Blicke in die Seele des Schrifstellers
BODI END SOLE / „ZWEIG.STELLEN“
28/11/11 Um Stefan Zweig auf die Spur zu kommen, erarbeitete eine professionelle Gruppe von Schauspielern eine Collage, die ein wenig über herkömmliches Dokumentartheater hinaus geht. Am Freitag (25.11.) war Premiere im Stefan Zweig Centre auf der Edmundsburg.
Von Werner Thuswaldner
Von Regisseurin Christa Hassfurter und Franziska Lipp stammt die Textzusammenstellung, die sich auf viel authentisches biografisches Material stützt, darunter auch unveröffentlichte Briefe. Die vier Darstellerinnen und Darsteller - Marion Hackl, Mareike Tiede, Hans-Jürgen Bertram und Sebastian Krawczynski - hatte auch eine psychologische Expertin als Beraterin, Waltraud Heider, die ihnen eine systemische Aufstellung unternahm, die in den Ablauf eingefügt ist. Es handelt sich um ein Rollenspiel, das zu einer Klärung von seelischen Konflikten beitragen soll. Da wird sogar das Haus auf dem Kapuzinerberg zu einer Figur.
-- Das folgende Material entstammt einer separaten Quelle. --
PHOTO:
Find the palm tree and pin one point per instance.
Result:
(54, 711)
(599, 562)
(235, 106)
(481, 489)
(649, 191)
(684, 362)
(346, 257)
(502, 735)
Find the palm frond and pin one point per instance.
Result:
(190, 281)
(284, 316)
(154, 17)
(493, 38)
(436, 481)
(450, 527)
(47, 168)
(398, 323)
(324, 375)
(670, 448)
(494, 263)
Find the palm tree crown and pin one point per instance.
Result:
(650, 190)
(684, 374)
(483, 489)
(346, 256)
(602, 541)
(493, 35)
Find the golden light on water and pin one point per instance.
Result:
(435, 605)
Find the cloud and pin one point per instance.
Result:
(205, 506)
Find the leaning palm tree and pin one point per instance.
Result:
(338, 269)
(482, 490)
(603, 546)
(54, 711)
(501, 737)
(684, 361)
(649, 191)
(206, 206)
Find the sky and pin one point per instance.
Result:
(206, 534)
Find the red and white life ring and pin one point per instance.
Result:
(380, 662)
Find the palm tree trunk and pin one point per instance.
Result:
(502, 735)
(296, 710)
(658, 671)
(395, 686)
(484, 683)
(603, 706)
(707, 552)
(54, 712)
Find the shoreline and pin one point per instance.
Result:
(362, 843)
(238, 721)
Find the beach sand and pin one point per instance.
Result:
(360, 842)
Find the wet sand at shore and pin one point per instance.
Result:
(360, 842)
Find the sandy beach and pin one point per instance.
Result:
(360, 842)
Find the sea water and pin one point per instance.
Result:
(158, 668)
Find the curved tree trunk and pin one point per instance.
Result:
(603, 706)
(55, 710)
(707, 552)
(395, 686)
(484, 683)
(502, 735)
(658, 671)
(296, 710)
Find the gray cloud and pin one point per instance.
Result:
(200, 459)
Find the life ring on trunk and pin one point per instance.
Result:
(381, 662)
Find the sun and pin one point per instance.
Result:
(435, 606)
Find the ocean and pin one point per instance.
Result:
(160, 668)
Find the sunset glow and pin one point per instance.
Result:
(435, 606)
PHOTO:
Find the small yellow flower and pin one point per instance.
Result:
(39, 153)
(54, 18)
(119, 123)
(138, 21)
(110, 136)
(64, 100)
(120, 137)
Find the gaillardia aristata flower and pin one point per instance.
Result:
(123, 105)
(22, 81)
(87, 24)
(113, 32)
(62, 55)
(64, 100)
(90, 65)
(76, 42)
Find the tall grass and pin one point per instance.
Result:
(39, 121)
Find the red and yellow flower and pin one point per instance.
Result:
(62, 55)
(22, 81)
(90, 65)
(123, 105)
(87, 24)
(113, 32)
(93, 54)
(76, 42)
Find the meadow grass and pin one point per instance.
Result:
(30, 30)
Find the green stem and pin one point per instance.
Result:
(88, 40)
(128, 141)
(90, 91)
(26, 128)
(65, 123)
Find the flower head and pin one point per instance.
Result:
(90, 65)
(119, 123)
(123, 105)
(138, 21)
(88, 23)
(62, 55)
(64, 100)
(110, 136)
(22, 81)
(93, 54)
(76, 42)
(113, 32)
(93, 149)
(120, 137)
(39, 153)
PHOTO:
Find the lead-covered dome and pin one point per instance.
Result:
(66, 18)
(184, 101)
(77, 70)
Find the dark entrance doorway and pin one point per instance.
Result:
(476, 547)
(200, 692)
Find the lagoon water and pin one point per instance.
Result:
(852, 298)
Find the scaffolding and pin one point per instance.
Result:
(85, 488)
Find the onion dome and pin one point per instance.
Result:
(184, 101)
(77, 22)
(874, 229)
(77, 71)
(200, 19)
Bei der gesamten Darbietung handelt es sich aber weitgehend doch wohl um Theater. Es geht von der Fiktion aus, dass sich vier Teilnehmer eines Kongresses über Exilliteratur in einem Schweizer Hotel treffen und in einem Disput über Stefan Zweig geraten. Sie kommen mit sehr vielen Gepäckstücken an. Die bilden das Spielmaterial, mit dem Regisseurin Christa Hassfurter die Akteure ausgiebig hantieren lässt. Ein Beispiel: Zweig gab der Geschichte vom Turmbau zu Babel samt Sprachenverwirrung eine positive Deutung. Er sah die sprachliche Vielfalt Europas durchaus als Chance. Um dem Text Sinnlichkeit zu verleihen, bauen die Darsteller aus Koffern einen Turm. Das Bemühen der Regisseurin, für das Gesagte jeweils möglichst sinnvolle Bilder zu finden, ist durchwegs zu beobachten.
Die Darsteller sind nicht auf bestimmte Rollen fixiert. Einmal ist Hans-Jürgen Bertram ein Literaturkritiker, dann Zweig, der sich in amouröse Abenteuer stürzt, aber auch dessen Sekretärin, Anna Meingast, dann ein amerikanischer Opernbesucher, der sich, Nahrhaftes mampfend, wie der Beobachter eines Boxkampfs aufführt.
Zweig kann zwischendurch auch immer wieder von Marion Hackl gemimt werden. Sie trägt dann immer das typische Zweig-Bärtchen unter der Nase.
Auch Sebastian Krawczynski übernimmt zeitweise die Zweig-Rolle, etwa dann wenn es mit beachtlichem körperlichen Einsatz um die Eroberung seiner ersten Frau, Friderike von Winternitz geht.
Mareike Tiede ist als Zweigs Pariser Freundin im Einsatz und später ausführlich als seine zweite Frau, Lotte Altmann, mit der Zweig aus Salzburg wegging, sich vorübergehend in Bath aufhielt bevor er nach Brasilien auswanderte- Dort schieden die beiden freiwillig aus dem Leben.
Eine große Menge von Episoden aus Zweigs Leben kommt zur Sprache. Sie formen sich zu einem differenzierten Bild von dem einerseits zart besaiteten, andrerseits mit Entschiedenheit begabten Schriftsteller (z.B. gegenüber seinen Verlgern) und seinen oft schwierigen Beziehungen zu Mitmenschen. Es geht also nicht um reine Glorifizierung.
Viel Aufschlussreiches fand sich unter dem reichen szenischen Angebot. Darunter die erstaunliche Tatsache, wie der in den zwanziger und dreißíger Jahren wichtigste deutschsprachige Dramatiker, Gerhart Hauptmann, bei den wiederholten Versuchen, ihn im Spielplan der Salzburger Festspiele zu berücksichtigen, abgeblitzt ist. Ebenso wie Zweig selbst, der erst nach Hofmannsthals Tod von Richard Strauss um ein Libretto gebeten wurde.